Street sex work is inherently dangerous so it will surprise few people to learn that trying to make things safer for the women involved is at the heart of the ‘managed approach’ in Leeds.
The YEP has reported this week on the concerns residents hold about the sex trade spreading beyond the agreed streets in Holbeck and into neighbouring residential areas as well as how the scheme evolved.
But Emily Turner, an outreach worker with Leeds charity Basis, understands better than many how it is having an impact on the ground.
“There was a guy driving around asking the women to set him up with an underage girl,” she said. “Three separate women all reported different pieces of information.”
A few years ago this man might never have come to the attention of the police because the women would not talk about why they were out on the streets for fear of arrest.
Now that they are allowed to seek trade within certain hours, there has been a real change in their relationship with police.
In 2013, just 13 sex workers in Leeds reported crimes against them and none were willing to give them names to enable the perpetrators to be prosecuted.
Two years later, crimes reported by the city’s sex workers had risen to 61 and, crucially, 54 per cent of the women gave their details compared to 26 per cent nationally.
Emily said: “That is huge.
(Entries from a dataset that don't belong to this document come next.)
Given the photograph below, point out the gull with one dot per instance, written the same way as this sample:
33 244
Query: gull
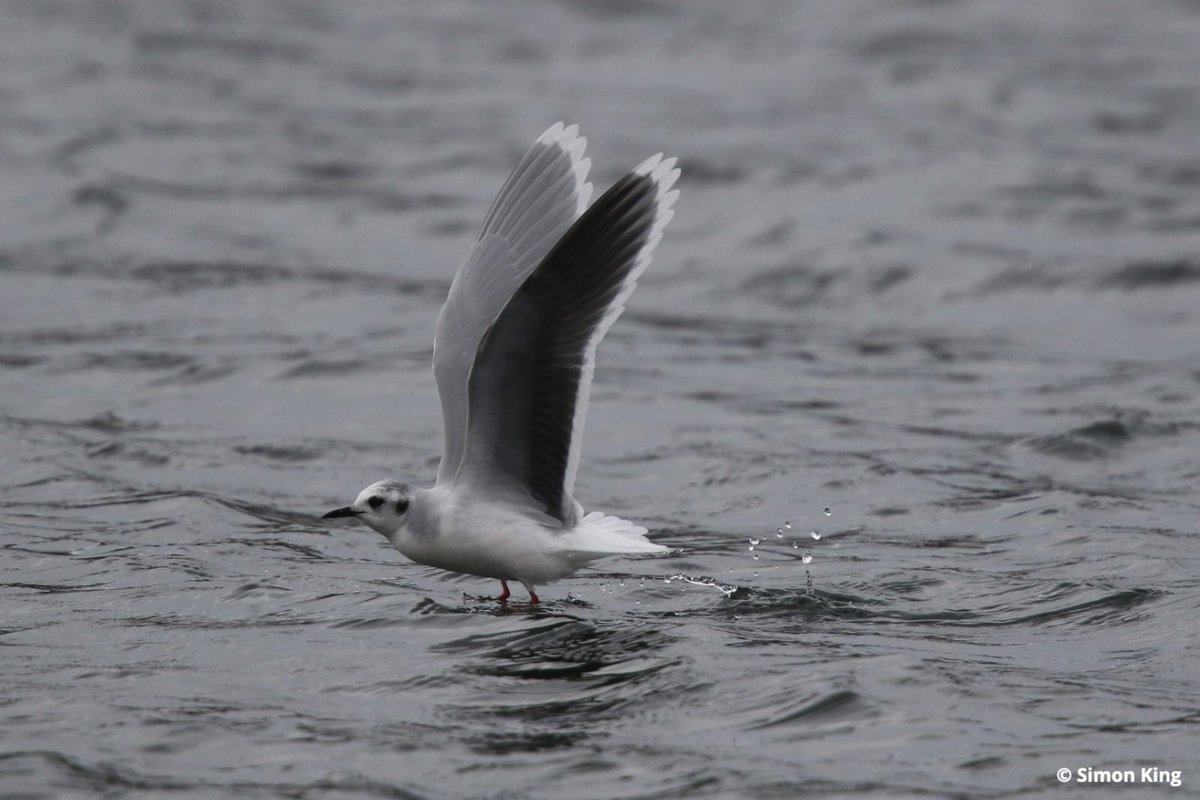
513 355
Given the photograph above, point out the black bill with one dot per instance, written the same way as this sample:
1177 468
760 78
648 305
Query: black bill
340 512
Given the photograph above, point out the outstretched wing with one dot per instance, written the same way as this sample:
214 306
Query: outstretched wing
528 389
538 203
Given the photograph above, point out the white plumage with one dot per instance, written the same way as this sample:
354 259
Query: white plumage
514 355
That is evidence. That’s the important thing about the managed approach based on real evidence. Thinking is not good enough, we need to know why it works.”
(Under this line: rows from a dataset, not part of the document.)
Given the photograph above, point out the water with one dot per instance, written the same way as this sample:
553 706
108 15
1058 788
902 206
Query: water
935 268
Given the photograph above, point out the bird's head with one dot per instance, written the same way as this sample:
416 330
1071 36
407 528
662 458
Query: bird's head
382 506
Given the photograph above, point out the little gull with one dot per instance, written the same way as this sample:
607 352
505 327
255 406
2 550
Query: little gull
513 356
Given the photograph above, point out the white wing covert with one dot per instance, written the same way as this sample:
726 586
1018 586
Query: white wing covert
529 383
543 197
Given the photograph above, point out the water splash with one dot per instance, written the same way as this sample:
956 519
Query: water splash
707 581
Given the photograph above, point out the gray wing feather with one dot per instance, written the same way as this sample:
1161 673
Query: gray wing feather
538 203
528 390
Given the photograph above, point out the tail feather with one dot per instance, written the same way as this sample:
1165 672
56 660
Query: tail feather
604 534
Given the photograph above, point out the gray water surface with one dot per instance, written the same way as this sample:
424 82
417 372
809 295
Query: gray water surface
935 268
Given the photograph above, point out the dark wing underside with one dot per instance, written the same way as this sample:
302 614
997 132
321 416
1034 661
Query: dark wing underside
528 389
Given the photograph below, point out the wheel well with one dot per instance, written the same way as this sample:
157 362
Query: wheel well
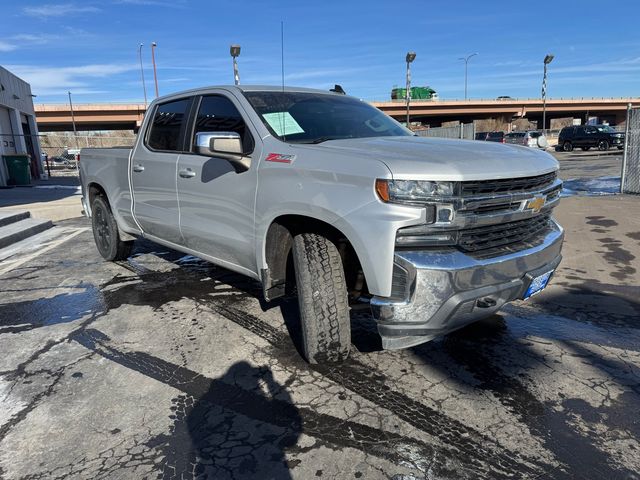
96 189
278 245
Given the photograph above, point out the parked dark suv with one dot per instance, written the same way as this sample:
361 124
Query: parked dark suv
601 137
490 136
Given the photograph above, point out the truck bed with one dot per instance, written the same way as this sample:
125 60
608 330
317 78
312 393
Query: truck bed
110 168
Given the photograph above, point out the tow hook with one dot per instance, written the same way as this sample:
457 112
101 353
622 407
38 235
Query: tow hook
486 302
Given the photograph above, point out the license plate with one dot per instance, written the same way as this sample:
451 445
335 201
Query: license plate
538 284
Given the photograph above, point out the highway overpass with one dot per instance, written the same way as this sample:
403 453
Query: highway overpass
57 117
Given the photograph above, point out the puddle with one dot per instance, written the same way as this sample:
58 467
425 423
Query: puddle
591 186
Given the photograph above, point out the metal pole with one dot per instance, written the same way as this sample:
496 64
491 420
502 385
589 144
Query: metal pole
75 133
466 64
626 149
236 75
73 120
466 70
408 93
153 59
544 99
144 87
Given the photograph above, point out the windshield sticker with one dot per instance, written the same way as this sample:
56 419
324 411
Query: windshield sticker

Reports shared with the police and charity go into a newsletter distributed during the outreach sessions in Holbeck along with items like safety alarms for the women.
“These reports are coming from the women because of the managed approach,” Emily said. “It can be anything from someone driving a car by and shouting abuse out of the window to assault or robbery.
“The police will deal with that and feed back to them. That’s a really important part as the women feel believed.”
Three nights a week, Emily and colleagues load up the Basis van with items such as hot drinks and condoms.
They then drive round the managed area, chatting to the women about any issues.
“It lasts about three hours and we would expect to see, on average, about 12 people,” Emily said. “The majority of those will be women who have been working for a long time.
“We see a few Eastern European women and that’s similar across the whole country.
“We’ll see what’s going on with them at the moment, if they’re off script (for a drug replacement programme) or if they’re homeless at the moment. We’ll signpost them to other services or we can sometimes support them with services at our office.”
The charity team are regularly joined by workers from other services who can offer a needle exchange, mental health support and sexual health advice.
“We’re very aware that women don’t want to be there particularly,” Emily said. “They are in chaotic situations where they feel they don’t have any other options sometimes, but we need to make it as safe as it can be. What’s not safe is arresting women or the police stopping them all the time and giving them cautions. They won’t stop being there, they will just hide, which makes it more difficult for us to see them.”
And if the managed approach was to end, it would be services like this as well as the additional police patrols and morning litter picks that would go with it.
Emily said: “We really want to reassure people that this whole approach is there to make things better for everybody – the women, the business and the residents.”